His father’s eyes soften, somehow. Nothing about him is particularly gentle, but caring. “Might have…?”

“Died,” Sokka says. He does not say, on purpose, because he wants to keep whatever ounce of respect his dad might still have towards him. But he also thinks he might want to tell him, at some point. Just not now.



“How did you know I was here?” Zuko asks, and it’s a stupid question, but he has never been good at addressing the elephant in the room in a careful manner.

“Because I know you so well,” Mai says, and she does. She arrived graceful and bored as she always does, but she looks at Zuko with eyes hard as stone.
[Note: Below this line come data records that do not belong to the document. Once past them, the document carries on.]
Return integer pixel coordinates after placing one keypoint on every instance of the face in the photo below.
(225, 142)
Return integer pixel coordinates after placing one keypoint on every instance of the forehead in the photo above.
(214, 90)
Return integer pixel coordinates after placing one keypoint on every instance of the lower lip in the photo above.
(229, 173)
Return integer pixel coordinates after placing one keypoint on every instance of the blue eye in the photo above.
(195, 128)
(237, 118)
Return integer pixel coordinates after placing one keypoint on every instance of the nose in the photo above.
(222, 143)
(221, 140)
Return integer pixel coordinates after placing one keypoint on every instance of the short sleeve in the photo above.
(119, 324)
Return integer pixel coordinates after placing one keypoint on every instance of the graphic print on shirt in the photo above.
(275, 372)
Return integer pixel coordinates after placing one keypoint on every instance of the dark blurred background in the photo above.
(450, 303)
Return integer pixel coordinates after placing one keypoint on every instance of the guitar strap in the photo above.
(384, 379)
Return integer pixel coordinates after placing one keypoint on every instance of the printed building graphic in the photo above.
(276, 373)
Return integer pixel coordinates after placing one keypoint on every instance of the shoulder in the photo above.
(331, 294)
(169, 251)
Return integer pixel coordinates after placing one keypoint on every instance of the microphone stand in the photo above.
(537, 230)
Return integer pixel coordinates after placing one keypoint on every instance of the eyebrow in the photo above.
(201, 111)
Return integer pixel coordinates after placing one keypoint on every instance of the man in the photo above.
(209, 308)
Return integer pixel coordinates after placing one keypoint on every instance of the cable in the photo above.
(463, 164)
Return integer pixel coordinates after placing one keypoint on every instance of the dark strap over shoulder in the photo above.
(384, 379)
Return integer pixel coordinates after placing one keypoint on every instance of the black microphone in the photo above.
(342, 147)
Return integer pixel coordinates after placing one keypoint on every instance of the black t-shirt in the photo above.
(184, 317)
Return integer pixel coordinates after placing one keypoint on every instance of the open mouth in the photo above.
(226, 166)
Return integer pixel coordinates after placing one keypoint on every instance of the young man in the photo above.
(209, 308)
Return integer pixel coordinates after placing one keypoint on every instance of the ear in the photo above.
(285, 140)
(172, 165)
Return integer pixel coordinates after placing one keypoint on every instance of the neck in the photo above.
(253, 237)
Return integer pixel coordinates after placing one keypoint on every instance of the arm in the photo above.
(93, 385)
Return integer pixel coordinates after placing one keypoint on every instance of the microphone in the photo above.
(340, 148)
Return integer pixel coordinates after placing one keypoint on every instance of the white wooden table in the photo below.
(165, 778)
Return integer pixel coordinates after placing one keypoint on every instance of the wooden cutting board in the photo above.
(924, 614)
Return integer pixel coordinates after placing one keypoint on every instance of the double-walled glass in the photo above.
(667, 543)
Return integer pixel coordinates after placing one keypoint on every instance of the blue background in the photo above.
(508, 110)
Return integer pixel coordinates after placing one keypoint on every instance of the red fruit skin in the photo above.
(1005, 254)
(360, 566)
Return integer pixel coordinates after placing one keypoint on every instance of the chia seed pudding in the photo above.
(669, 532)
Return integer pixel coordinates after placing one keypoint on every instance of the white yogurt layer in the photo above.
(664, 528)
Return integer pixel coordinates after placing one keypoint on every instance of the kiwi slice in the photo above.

Zuko thinks he deserves it, for leaving that way (and staying that way, when he did stay) but not for leaving in itself. “The truth is, I guess I don’t know you.”

And Zuko wants to scream that she does. She does, since she told him her soulmate was Ty Lee and that she liked that, in a way, and Zuko told her he couldn’t relate, and none of them said anything but they both knew. Mai knows him the way Ty Lee knows him, the way Ty Lee knows Azula, and the way Azula knows Mai, and the way all four of them know each other, in one way or another.

“You do know me.”

“Oh, shut up,” she says, and Zuko won’t risk it. “Seriously? All I get is a letter? You could’ve at least looked me in the eye when you betrayed me like that.”

( Betrayal, Zuko repeats in his head. And weeks later, when Katara yells at him the same word, he will make the connection, and he will not sleep thinking of how many people he betrayed throughout his life. About a month after that, when he finds his uncle and begs on his knees for forgiveness, he will know. It was just one.)

When he tells her, “This isn’t about you!” he knows it’s not about Sokka either, or at least it wasn’t, when he left. It was never about Mai, or Ozai, or Sokka. It’s about Zuko.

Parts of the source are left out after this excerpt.